1.De woning is een in 1989 gebouwde twee-onder-één-kapwoning met berging en garage. De woning heeft een oppervlakte van ongeveer 130 m2 en ligt op een kavel van 300 m2.
2.De WOZ-waarde van de woning is de waarde in het economisch verkeer. Dat is de prijs die bij verkoop op de voor die woning meest geschikte wijze en na de beste voorbereiding door de meest biedende gegadigde voor die woning zou zijn betaald.
3.Eiser bepleit een lagere waarde, namelijk € 400.000,-. Verweerder handhaaft de vastgestelde waarde en heeft om die te onderbouwen een taxatiematrix overgelegd.

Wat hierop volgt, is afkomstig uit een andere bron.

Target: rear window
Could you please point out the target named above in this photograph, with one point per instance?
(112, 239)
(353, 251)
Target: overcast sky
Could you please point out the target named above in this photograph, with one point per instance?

4.Verweerder heeft de bewijslast om aannemelijk te maken dat de waarde niet te hoog is vastgesteld. Bij de beoordeling of dit het geval is, zal de rechtbank wat eiser ter betwisting van de vastgestelde waarde heeft aangevoerd meewegen.
5.De rechtbank is van oordeel dat verweerder met de taxatiematrix aannemelijk heeft gemaakt dat de waarde van de woning niet te hoog is vastgesteld. Uit de taxatiematrix blijkt dat de waarde van de woning is bepaald met behulp van een methode van vergelijking met referentiewoningen van hetzelfde type, waarvan marktgegevens beschikbaar zijn. Met de taxatiematrix maakt verweerder aannemelijk dat bij de waardebepaling in voldoende mate rekening is gehouden met de verschillen tussen de referentiewoningen en de woning wat betreft onder meer gebruiks- en perceeloppervlakte. Met de taxatiematrix heeft verweerder de waardeverhouding tussen de woning en de referentiewoningen inzichtelijk gemaakt.
6.Wat eiser in beroep aanvoert, brengt de rechtbank niet tot een ander oordeel.
7.Eiser voert aan dat verweerder onvoldoende rekening heeft gehouden met de onderlinge verschillen tussen de referentiewoningen en de woning. De rechtbank overweegt dat verweerder in de beroepsfase de volgende, alle drie in [woonplaats] gelegen, referentiewoningen hanteert. [adres 2] , verkocht op 8 mei 2018 voor € 420.000,-, [adres 3] , verkocht op 25 maart 2017 voor € 315.000,- en [adres 4] , verkocht op 4 mei 2018 voor € 315.000,-. Het staat verweerder vrij om de waarde van de woning in iedere fase van de rechtsgang te onderbouwen met de referentiewoningen die hij het meest geschikt acht en daarbij aan te sluiten bij de hoogste verkoopprijzen die zijn gerealiseerd. Naar het oordeel van de rechtbank onderbouwt verweerder met name met [adres 2] op inzichtelijke wijze de waarde van de woning. Deze referentiewoning komt qua bouwjaar, bouwkundige kwaliteit, staat van onderhoud, voorzieningenniveau, gebruiksoppervlakte en kavel vrijwel overeen met de woning. Verweerder heeft de verkoopprijs eerst geïndexeerd en vervolgens met een goed te volgen analyse een waarde per m2 voor de opstal berekend van
€ 2244,-. Voor de woning is € 2067 gehanteerd, dat is € 177,- minder en vertegenwoordigt bij een gebruiksoppervlakte van 130 m2 een waarde van € 23.010,-. Daar staat tegenover dat verweerder de grondwaarde van de woning met 25% heeft verhoogd vanwege de ligging met vrij uitzicht aan de achterzijde. Die ligging vormt naar het oordeel van de rechtbank inderdaad een waardeverhogende factor. Ook indien die lager dan 25% zou moeten worden gesteld, heeft verweerder gezien de lagere opstalwaarde de waarde van de woning niet te hoog vastgesteld. De beroepsgrond slaagt niet.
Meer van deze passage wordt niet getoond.